Including tips on preventing heat exhaustion to protect your good health.

Sun & Heat Exhaustion

One of our relatives got into some really bad trouble a few years ago when she misjudged the power of the sun. And unfortunately, she was no match against its super powers.

She and her husband were visiting the desert and she decided to take a nature hike. Without realizing it, she had walked too far - without a hat, without water or an umbrella - just the bald-open sun. And it was at the hottest part of the day when the sun was zenith in the sky.

Bless her heart - she became so ill that she fainted. Her story ended well and she learned her lesson, unfortunately the hard way. She knew the dangers; she simply underestimated her own resolve against the powers of the sun.

The bad news is that heat exhaustion can be a killer.

The great news is that it is preventable by following a few simple steps - things that our dear relative will always make savvy use of in the future when challenged by that red rubber ball in the sky:

Plan ahead when your day is centered amid the elements of heat.

We are no match for Mother Nature. Always carry sufficient water, and plan your activities in the coolest part of the day such as early morning or late evening.

Be sure to protect your head from the heat whether it be in the form of a hat or umbrella. The hat should be adequately lined - not paper thin, so that it blocks as much heat as possible.

And because our heads produce quite a lot of heat on their lonesome, lift up the hat to remove penned-up heat every now and then.

Be sure that your hat as well as the rest of your attire is light colored - even your socks and shoes, or hiking boots. Dark colors draw heat as does concrete and sand.

Rushing serves to intensify heat, so move slowly in hot weather.

Sports drinks can assist in maintaining and restoring electrolyte balance.
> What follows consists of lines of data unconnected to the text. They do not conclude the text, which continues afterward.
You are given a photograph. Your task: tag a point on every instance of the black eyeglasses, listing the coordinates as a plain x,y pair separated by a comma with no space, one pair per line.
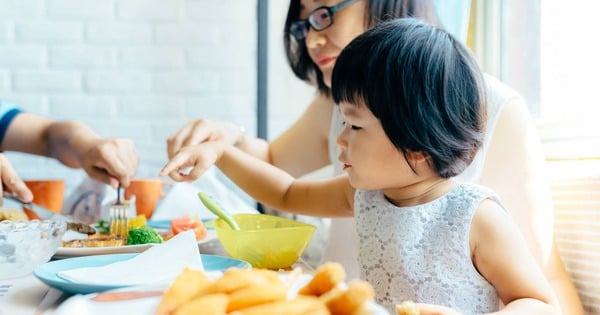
319,19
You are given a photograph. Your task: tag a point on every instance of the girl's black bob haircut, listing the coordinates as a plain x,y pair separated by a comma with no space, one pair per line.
376,11
422,84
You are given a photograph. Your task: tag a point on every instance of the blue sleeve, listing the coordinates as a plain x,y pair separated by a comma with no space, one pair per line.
7,113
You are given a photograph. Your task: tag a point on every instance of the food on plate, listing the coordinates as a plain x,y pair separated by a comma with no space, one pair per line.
264,292
143,235
298,306
341,301
327,276
189,283
207,304
12,215
103,227
185,223
81,228
137,221
407,308
95,240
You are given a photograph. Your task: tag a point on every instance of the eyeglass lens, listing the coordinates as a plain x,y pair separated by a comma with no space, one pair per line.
320,19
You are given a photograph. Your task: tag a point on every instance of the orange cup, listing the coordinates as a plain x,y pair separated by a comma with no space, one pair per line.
147,192
48,193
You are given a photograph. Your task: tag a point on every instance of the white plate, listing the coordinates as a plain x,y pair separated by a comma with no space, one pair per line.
48,272
67,252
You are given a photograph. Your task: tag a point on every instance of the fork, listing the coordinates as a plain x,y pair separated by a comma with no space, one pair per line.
119,216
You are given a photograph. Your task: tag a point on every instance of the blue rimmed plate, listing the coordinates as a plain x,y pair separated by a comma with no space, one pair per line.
48,272
166,224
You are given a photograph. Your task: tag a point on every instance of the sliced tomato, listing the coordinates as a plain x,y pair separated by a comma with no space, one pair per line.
186,223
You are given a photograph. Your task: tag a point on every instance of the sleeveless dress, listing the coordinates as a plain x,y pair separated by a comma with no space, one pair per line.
422,253
343,243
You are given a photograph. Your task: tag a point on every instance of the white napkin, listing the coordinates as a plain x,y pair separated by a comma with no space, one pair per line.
158,264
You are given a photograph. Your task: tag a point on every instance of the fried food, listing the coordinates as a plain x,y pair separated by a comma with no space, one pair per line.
263,292
236,279
188,284
213,304
257,294
101,241
327,277
407,308
342,301
301,305
81,228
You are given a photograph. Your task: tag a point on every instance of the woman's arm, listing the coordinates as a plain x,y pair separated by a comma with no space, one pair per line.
514,169
74,144
264,182
302,148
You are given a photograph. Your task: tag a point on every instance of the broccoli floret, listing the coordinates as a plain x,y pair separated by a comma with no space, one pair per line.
143,235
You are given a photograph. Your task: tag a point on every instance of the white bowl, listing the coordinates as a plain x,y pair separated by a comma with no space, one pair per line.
26,244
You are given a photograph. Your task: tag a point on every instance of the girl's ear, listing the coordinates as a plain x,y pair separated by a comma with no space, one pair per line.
417,159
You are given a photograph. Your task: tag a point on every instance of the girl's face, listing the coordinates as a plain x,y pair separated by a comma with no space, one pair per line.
369,157
325,46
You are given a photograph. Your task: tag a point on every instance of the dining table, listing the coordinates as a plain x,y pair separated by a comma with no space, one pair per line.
27,295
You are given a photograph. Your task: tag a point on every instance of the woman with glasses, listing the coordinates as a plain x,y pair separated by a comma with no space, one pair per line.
510,161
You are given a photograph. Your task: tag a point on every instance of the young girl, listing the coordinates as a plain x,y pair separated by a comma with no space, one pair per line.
412,101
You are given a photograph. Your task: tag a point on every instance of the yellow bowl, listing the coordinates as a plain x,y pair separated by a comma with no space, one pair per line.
265,241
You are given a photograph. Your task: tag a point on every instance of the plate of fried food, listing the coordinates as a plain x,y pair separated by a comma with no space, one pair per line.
238,291
142,234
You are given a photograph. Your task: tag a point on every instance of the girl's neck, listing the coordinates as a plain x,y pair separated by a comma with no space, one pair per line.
424,192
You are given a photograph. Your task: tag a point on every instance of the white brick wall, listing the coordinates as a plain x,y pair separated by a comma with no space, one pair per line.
141,69
128,68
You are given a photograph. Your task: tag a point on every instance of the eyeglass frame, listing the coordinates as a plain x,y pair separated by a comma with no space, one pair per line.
305,24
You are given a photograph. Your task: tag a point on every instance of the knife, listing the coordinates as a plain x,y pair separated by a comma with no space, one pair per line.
41,212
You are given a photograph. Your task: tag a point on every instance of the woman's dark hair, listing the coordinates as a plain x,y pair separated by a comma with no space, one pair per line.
376,11
422,84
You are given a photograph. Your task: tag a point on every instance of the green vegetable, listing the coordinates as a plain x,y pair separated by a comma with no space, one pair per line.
143,235
102,227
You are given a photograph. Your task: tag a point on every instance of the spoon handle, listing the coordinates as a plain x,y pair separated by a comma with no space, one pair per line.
213,205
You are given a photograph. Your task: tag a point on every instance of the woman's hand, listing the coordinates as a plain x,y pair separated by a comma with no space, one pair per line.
111,161
203,130
190,162
11,182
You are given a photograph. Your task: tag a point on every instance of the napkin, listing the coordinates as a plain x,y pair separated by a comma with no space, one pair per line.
158,264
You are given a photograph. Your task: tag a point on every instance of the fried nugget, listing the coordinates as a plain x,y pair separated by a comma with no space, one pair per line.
407,308
188,284
236,279
341,301
301,305
327,276
213,304
256,294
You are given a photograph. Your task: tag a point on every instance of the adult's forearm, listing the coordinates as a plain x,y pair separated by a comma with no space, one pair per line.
68,141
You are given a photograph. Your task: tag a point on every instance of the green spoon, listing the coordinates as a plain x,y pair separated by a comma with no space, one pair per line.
215,207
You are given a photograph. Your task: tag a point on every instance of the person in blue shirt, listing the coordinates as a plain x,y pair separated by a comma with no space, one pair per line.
109,160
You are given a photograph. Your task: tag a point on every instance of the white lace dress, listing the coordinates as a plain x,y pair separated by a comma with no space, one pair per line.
342,245
422,253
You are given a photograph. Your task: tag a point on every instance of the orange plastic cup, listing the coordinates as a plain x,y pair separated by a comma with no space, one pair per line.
147,192
48,193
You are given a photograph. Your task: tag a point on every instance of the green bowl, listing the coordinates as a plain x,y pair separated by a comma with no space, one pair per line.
265,241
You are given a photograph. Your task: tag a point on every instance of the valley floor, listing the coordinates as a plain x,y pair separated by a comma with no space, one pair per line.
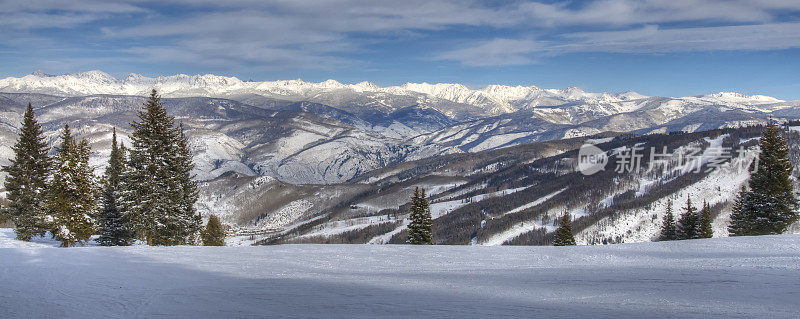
721,277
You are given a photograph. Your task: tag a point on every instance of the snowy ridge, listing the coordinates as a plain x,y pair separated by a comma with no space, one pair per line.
492,99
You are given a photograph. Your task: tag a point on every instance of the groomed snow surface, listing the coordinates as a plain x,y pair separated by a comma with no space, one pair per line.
721,277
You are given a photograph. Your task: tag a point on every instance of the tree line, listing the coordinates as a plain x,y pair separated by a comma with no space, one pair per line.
767,205
147,192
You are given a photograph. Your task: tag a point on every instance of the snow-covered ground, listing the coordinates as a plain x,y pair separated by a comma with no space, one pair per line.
721,277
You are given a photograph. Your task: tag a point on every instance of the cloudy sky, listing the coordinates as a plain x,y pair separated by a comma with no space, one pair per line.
655,47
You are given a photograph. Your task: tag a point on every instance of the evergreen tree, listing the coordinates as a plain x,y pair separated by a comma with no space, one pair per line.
159,193
688,222
187,188
740,222
112,222
704,226
419,230
26,182
72,194
770,206
669,230
213,234
564,235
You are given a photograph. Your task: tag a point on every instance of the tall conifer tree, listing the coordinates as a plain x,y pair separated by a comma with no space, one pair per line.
740,221
669,230
419,230
160,194
213,234
704,226
770,206
564,236
113,223
72,194
26,182
688,223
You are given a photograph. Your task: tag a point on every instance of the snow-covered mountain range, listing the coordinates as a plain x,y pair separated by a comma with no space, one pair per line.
454,100
279,154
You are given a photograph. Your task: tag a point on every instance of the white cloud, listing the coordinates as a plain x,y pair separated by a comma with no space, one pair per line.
497,52
321,34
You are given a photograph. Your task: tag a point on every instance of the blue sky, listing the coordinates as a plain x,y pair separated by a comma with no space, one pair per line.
655,47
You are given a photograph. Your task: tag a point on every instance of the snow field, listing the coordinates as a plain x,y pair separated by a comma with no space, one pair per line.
710,278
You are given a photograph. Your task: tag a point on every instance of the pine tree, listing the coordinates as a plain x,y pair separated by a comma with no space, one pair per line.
72,194
564,235
704,226
26,182
113,223
688,222
419,230
669,230
740,222
770,206
159,194
213,234
187,188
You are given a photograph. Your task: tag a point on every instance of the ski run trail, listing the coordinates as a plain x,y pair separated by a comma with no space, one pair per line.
710,278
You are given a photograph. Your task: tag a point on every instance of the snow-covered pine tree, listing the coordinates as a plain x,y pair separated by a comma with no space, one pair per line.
740,222
72,193
26,182
770,206
112,223
704,229
213,234
158,193
187,194
564,235
419,230
687,224
669,230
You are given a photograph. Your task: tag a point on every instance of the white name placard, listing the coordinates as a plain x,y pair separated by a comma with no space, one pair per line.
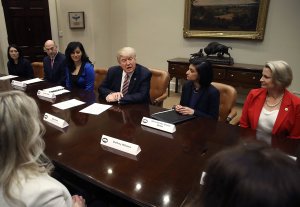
55,120
164,126
18,84
46,94
121,145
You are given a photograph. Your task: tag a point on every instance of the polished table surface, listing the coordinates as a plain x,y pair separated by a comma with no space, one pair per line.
168,169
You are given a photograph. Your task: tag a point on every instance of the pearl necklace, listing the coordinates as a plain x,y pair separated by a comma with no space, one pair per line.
273,105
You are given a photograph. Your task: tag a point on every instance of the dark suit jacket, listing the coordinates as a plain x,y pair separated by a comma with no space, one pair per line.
57,74
208,102
288,119
139,86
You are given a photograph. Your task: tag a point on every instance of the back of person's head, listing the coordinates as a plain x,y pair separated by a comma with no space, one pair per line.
70,49
21,143
17,48
204,70
251,175
281,73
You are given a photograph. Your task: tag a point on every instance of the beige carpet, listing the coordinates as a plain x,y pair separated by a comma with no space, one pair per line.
174,99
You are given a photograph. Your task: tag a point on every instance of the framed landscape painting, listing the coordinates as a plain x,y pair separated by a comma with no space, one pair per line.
240,19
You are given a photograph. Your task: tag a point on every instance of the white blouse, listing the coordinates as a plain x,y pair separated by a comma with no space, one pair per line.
267,120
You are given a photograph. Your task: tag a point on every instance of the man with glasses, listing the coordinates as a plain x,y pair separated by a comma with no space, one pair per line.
54,71
128,82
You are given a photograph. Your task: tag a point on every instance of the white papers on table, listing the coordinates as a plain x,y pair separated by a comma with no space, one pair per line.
95,108
8,77
34,80
68,104
56,90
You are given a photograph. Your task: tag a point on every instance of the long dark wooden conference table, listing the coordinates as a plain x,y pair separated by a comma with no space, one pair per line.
168,169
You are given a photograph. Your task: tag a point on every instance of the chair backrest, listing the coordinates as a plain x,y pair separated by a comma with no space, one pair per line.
38,69
100,74
228,96
158,86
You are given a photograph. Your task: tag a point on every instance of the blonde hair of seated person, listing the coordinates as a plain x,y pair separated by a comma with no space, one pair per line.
21,143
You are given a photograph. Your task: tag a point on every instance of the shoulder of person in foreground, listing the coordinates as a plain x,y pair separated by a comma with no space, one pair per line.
43,190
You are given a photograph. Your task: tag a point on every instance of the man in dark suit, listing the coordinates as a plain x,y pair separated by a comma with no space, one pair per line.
128,82
54,71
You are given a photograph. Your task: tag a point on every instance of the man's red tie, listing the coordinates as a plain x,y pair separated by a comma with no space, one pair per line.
52,61
125,85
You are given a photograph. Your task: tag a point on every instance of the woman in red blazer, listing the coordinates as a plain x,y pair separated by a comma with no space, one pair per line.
272,109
Your electrolytes include: sodium, potassium and calcium.

Warning Signs of Heat Exhaustion & Heat Stroke

The signs of heat exhaustion appear differently in adults and children, particularly in very small children who may be unable to convey their distress. In children, watch for the following:

- when crying, no tears
- diapers remain dry
- dry mouth and tongue
- sunken tummy, sunken eyes, sunken cheeks
- listlessness

Adults may experience the following warning signs of heat exhaustion or heat stroke:

- confusion, feeling light-headed, foggy thoughts
- headache
- dry skin, hot skin, fever, no sweating*
- thirst

If the above warning signs of heat exhaustion occur, get out of the heat immediately into cooler quarters. If symptoms do not quickly moderate, seek emergency help.

* In the event of no sweating, seek emergency help immediately, regardless of the condition of the individual.